API design experimentation

I’ve been toying with the freelist header file, seeing how to present two ideas I’ve had for a long time.

First is to add support for single-threaded use. This means you can flip the freelist into singlethreaded mode, from which point onwards only the thread which made the flip can use the freelist, until that thread flips it back to multithreaded mode, and then everyone else can join in again.

Singlethreaded mode is at least an order of magnitude faster than multithreaded mode used by a single thread; if you’re doing performance work, you simply cannot use a lock-free freelist in a single thread – it’s insane – but currently you’d have to, because if you did build up a single-threaded freelist, how would you get those elements into the lock-free freelist? (think also about stacks, queues, etc)

It also means the freelist can *in general* be used as a single-threaded freelist, which is often required. It also then provides support for scenarios like one thread building up a freelist and then throwing it over to a set of other threads (okay – not something you’d do so much with a freelist, but imagine a stack, or queue, etc, all of which should get the same treatment).

Providing a fully single-threaded mode provides the necessary functionality for the benchmark programme’s benchmark for the unbounded single/single queue.

Second is being able to form freelist elements up into a chain of freelist elements, and then pushing the chain to the freelist, where that push regardless of the chain length occurs as a single atomic operation. So we’re offering write combining in the API.
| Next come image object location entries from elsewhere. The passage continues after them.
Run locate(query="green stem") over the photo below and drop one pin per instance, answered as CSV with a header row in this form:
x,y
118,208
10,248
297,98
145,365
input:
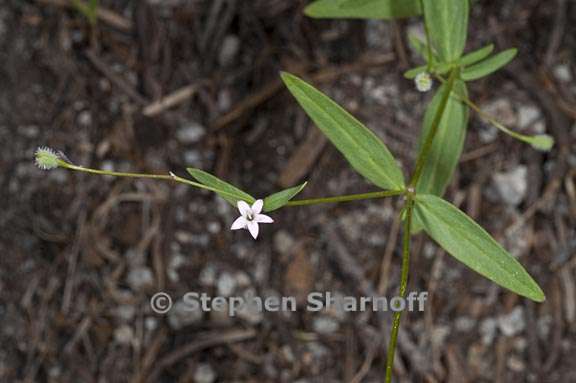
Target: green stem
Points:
x,y
345,198
434,129
169,177
175,178
403,286
428,42
485,116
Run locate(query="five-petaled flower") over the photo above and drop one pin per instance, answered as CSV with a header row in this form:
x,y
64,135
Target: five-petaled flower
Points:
x,y
250,217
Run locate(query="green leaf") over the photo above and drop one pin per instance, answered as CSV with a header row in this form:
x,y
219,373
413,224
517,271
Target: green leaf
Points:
x,y
477,55
439,69
277,200
411,74
361,147
225,190
447,23
490,65
363,9
418,46
448,142
542,142
469,243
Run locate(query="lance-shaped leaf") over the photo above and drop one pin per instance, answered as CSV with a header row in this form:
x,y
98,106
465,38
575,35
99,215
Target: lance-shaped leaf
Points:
x,y
363,9
277,200
225,190
469,243
447,22
448,142
477,55
362,148
490,65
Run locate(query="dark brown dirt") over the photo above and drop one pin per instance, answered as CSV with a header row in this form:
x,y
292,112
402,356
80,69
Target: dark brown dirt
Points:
x,y
81,255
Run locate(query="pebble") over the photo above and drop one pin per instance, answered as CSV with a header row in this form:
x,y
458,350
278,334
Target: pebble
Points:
x,y
502,110
512,185
562,73
190,133
204,374
465,324
208,275
226,284
513,323
183,314
528,115
283,242
193,158
250,312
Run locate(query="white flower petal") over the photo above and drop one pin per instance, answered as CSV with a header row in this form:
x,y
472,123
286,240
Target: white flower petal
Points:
x,y
262,218
240,223
253,228
257,206
244,208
I’ve done some actual like work!

Shock, horror, I’ve done some real work.

For two months now I’ve been working mainly on the re-write of a back-end system at work. It’s taken forever because it’s an office job, rather than working from home. It *should* have taken a week.

So this weekend I’ve been working on getting the benchmark back into operation. I’ve needed to modify the code so that the thread functions are stored on a per-thread basis, rather than on a per-benchmark basis, because I’ve introduced a benchmark for a single/single data structure – so I have now an enqueue thread and a dequeue thread, i.e. different thread functions – whereas before the threads all ran the same function.
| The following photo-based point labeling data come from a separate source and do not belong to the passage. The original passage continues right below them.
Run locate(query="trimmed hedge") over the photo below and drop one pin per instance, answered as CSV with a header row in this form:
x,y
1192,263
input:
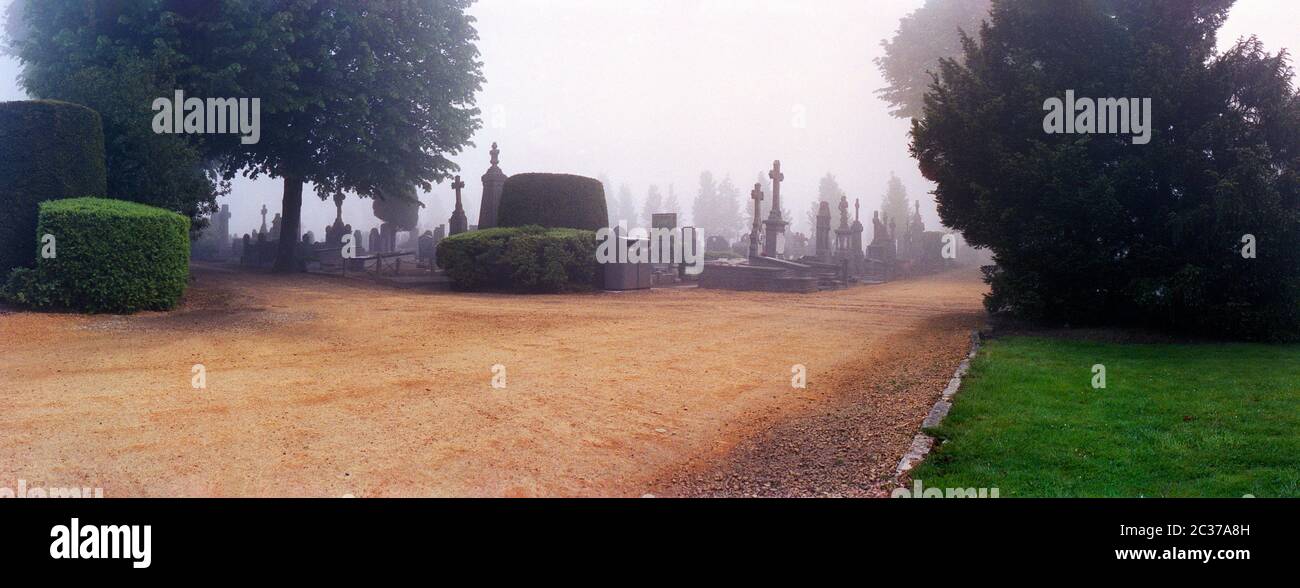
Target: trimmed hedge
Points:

I’ve done the code for this now (I can make it compile now, but I haven’t just yet) but it’s become clear I now need a single threaded freelist, so the enqueue thread in the queue callback function where it liberates emptied queue elements from the queue can return those elements to the freelist for the main queue thread to use.

This lines up with my long, long time wish to add single threaded functionality *in general* to the data structures. The reason for this is that it permits *amalgamation of operations* by a single thread – e.e. if a thread has a number of elements to push, it can combine them into a single local chain, and then push that – only one atomic operation.

In general, *elimination* (e.g. a push and a pop cancel each other out) *removes* load from the lock-free data structure, and *combination* acts to *reduce* load. Both are desireable.

So when this is done I’ll have a benchmark and so a gunplot for the unbounded, single reader/single writer queue. THis is an important data structure, because its performance is so very great.